5.8.17

A primeira entrevista do Árabe a imprensa mostra que "há muito que fazer" na Secretaria de Comunicação do PT.


Carlos Henrique Árabe é filiado ao PT desde 1985. Economista, com mestrado em Ciência Política pela Universidade Estadual de Campinas (Unicamp) e doutorado em Sociologia pela Universidade de São Paulo (USP), e hoje está na Secretaria Nacional de Comunicação do Partido dos Trabalhadores.

Secretaria Nacional de Comunicação do PT busca ampliar e unificar os trabalhos de comunicação do Partido dos Trabalhadores com o intuito de irradiar o diálogo da legenda por todos as regiões do Brasil. Ela deve manter o padrão das peças jornalísticas e de publicidade do PT. Além disso, tem a missão de desenvolver e ampliar a atuação nas redes sociais ao lado da comunicação institucional do partido.

O Blog tem o privilégio de ser o primeiro como órgão de imprensa, a entrevistar o Árabe após a sua nomeação apara o cargo dentro do Partido.
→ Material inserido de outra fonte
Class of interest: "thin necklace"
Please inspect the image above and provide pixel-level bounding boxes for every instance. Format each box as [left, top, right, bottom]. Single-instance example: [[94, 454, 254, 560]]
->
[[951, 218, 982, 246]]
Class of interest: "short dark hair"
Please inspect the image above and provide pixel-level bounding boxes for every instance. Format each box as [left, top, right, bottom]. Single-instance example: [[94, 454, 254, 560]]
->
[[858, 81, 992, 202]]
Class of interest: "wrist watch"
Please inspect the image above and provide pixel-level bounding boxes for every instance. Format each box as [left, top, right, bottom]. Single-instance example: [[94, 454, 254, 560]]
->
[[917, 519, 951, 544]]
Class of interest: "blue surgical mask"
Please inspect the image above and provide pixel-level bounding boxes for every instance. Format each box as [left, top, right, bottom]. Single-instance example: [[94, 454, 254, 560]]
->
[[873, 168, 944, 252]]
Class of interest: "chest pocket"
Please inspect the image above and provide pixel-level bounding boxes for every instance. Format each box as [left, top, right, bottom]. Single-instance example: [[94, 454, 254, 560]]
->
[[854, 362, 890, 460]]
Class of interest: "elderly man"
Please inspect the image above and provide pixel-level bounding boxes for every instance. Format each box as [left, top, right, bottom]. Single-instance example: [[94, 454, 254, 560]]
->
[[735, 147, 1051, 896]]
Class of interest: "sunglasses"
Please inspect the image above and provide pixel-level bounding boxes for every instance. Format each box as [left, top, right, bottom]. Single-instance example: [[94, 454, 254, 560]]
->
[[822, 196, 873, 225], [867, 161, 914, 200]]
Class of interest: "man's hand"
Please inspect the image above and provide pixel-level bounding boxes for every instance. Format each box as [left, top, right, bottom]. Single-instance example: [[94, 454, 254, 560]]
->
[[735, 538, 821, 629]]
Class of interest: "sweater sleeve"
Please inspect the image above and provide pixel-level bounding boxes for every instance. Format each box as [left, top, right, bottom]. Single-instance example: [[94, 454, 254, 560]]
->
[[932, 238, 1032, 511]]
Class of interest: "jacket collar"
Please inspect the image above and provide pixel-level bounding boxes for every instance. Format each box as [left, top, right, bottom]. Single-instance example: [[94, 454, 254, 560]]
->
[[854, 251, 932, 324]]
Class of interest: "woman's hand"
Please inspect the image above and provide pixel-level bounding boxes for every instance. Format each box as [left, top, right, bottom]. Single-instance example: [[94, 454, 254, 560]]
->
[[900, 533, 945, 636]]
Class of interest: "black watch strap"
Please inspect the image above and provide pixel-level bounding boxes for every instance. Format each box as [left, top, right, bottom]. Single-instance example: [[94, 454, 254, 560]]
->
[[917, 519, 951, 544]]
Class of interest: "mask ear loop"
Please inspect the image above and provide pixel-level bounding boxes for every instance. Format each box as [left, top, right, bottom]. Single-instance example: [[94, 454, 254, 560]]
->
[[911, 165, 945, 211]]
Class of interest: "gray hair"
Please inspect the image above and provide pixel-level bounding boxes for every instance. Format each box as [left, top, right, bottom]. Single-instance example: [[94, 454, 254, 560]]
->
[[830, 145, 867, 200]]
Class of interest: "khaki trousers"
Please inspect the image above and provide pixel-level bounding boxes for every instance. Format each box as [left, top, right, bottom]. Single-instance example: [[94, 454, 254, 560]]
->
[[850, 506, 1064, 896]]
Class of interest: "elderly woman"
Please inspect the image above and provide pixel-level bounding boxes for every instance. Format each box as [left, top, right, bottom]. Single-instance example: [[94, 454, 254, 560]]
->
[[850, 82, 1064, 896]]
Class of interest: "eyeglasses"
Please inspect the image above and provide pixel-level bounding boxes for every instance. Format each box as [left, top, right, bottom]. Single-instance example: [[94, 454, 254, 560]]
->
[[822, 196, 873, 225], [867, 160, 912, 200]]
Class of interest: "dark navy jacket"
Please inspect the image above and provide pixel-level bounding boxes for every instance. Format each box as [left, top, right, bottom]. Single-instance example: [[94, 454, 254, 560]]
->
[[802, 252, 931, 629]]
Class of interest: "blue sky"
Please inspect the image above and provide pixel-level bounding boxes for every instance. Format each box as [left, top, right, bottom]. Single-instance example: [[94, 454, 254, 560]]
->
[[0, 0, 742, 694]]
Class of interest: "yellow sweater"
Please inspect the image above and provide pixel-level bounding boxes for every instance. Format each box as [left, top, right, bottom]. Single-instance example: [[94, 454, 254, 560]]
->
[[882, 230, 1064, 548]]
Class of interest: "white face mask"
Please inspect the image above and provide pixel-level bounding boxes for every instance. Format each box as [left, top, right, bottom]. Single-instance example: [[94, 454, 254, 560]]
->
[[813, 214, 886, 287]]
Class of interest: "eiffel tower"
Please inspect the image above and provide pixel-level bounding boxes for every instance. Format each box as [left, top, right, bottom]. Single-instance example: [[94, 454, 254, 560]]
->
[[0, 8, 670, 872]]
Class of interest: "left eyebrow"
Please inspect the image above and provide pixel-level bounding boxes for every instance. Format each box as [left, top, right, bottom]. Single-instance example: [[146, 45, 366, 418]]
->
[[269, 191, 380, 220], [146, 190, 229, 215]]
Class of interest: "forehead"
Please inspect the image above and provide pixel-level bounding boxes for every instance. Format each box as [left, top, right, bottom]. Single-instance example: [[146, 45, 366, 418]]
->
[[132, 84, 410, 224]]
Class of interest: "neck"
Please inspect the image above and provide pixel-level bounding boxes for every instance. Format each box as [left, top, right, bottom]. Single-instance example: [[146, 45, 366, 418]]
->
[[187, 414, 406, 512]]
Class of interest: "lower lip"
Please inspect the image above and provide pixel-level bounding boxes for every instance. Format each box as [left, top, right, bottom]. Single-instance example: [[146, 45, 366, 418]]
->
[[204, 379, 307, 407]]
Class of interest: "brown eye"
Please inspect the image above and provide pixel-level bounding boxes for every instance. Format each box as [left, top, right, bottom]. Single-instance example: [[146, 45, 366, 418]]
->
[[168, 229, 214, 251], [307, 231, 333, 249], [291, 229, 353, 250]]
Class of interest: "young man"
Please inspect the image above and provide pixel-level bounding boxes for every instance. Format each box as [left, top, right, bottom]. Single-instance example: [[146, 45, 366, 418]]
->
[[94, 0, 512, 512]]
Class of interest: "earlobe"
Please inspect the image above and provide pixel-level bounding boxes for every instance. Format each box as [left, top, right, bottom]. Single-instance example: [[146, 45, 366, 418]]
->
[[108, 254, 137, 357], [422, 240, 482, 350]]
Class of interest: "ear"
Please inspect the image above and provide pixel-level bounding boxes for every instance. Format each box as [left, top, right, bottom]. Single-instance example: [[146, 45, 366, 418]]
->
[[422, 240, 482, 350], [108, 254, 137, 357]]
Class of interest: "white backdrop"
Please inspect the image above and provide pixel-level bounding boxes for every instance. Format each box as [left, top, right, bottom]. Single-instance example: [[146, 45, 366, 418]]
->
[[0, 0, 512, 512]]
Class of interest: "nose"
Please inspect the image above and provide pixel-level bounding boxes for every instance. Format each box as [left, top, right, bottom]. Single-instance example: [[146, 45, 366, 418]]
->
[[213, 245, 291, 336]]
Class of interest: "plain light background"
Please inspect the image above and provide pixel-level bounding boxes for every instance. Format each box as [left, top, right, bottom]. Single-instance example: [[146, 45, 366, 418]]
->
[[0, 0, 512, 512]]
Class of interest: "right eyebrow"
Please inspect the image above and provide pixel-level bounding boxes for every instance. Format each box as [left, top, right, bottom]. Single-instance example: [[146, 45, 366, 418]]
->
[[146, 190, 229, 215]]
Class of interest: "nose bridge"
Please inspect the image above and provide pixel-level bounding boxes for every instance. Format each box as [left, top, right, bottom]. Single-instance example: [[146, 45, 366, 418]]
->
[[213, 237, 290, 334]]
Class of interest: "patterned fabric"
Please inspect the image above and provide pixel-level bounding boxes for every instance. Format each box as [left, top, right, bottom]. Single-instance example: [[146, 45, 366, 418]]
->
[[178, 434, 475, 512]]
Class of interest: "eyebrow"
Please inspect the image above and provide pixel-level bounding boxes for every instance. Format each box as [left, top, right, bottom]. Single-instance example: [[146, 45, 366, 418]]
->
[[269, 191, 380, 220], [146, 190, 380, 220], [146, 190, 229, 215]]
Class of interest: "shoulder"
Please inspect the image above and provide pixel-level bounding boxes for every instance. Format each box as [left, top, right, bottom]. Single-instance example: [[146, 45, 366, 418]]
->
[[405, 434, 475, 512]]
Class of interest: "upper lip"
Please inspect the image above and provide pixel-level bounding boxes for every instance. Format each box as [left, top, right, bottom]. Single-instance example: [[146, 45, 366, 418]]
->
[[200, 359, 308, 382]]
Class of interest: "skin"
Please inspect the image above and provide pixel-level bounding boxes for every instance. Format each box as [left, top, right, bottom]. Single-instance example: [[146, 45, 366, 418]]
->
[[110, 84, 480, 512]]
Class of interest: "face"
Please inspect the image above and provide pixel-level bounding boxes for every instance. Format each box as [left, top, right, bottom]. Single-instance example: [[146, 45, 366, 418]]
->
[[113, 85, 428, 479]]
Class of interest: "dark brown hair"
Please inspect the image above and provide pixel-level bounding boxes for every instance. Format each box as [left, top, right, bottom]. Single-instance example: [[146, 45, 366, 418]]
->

E como ele definiu, “Acho importante que seja para um militante da comunicação e do Partido dos Trabalhadores”.

Vamos a entrevista:

Blog - Como o Partido dos Trabalhadores vai enfrentar a disputa da comunicação nas redes sociais, onde milhares de militantes do PT estão, sem coordenação, a defender a legenda?

Calos Árabe - Assumi a Secretaria Nacional de Comunicação do PT como  membro da direção eleita no 6º Congresso do partido.

Esse Congresso orientou o partido a lutar sem trégua contra o golpe, por diretas já e por um novo governo que traga emprego, salário e direitos ao nosso povo. Essa luta só terá sucesso com a mobilização em todas as frentes, nas quais a comunicação é um espaço estratégico. Acredito que uma melhor coordenação começa com direção e unidade política do PT.

Em outra dimensão, que também tem uma função estratégica, o 6º Congresso orientou realizarmos uma grande Conferência Nacional de Comunicação ainda esse ano, buscando com isso uma comunicação participativa e criativa, capaz de servir como ferramenta de consciência e organização política.

Blog - Por quê esse distanciamento da secretaria de comunicação com os Ativistas Digitais e por quê o contato se tornou quase que virtual?

Árabe - Há muito que fazer. Uma parte importante da energia militante do PT e da esquerda está no ativismo digital. Esse ativismo é muito combativo, é plural e tem crescido em escala geométrica. Seu papel político e ideológico é enorme. Por sua natureza exige debate, participação e clareza de posicionamentos. É nesse sentido que vamos trabalhar.

Blog – O PT errou quando no governo não fez a Lei dos Meios, democratizando as Comunicações?

Árabe - Essa é uma das conclusões do 6º Congresso.  A democratização da comunicação é parte fundamental da democratização da sociedade. Ela não pode ser substituída pela ilusão na neutralidade de meios de comunicação baseados na busca de privilégios e lucro, controlados ferreamente por meia dúzia de bilionários.

Blog – O que impediu os Governos Petistas de buscarem essa aprovação pelo Congresso Nacional?

Árabe - Também como reflexão do 6º Congresso, compreendemos hoje que uma mudança dessa natureza dificilmente seria aprovada por um parlamento conservador e subordinado à mídia conservadora. Assim, uma reforma democrática radical como a dos meios de comunicação, para se viabilizar, precisa de mobilização e inteligência para desmascarar as manipulações típicas da tv globo, precisa de uma forte bancada parlamentar de esquerda, de um partido decidido a fazê-la, e um governo com um programa democrático radical.

Blog – Após tomar posse na Secretaria de Comunicação do PT, qual política será implementada na área?

Árabe - Vamos implementar as orientações do 6º Congresso (o cadernocom as resoluções está disponível aqui), vamos propor uma comunicação de ampla participação com pluralidade e diálogo, vamos propor uma comunicação capaz de contribuir para a organização coletiva do PT e para a unidade da esquerda.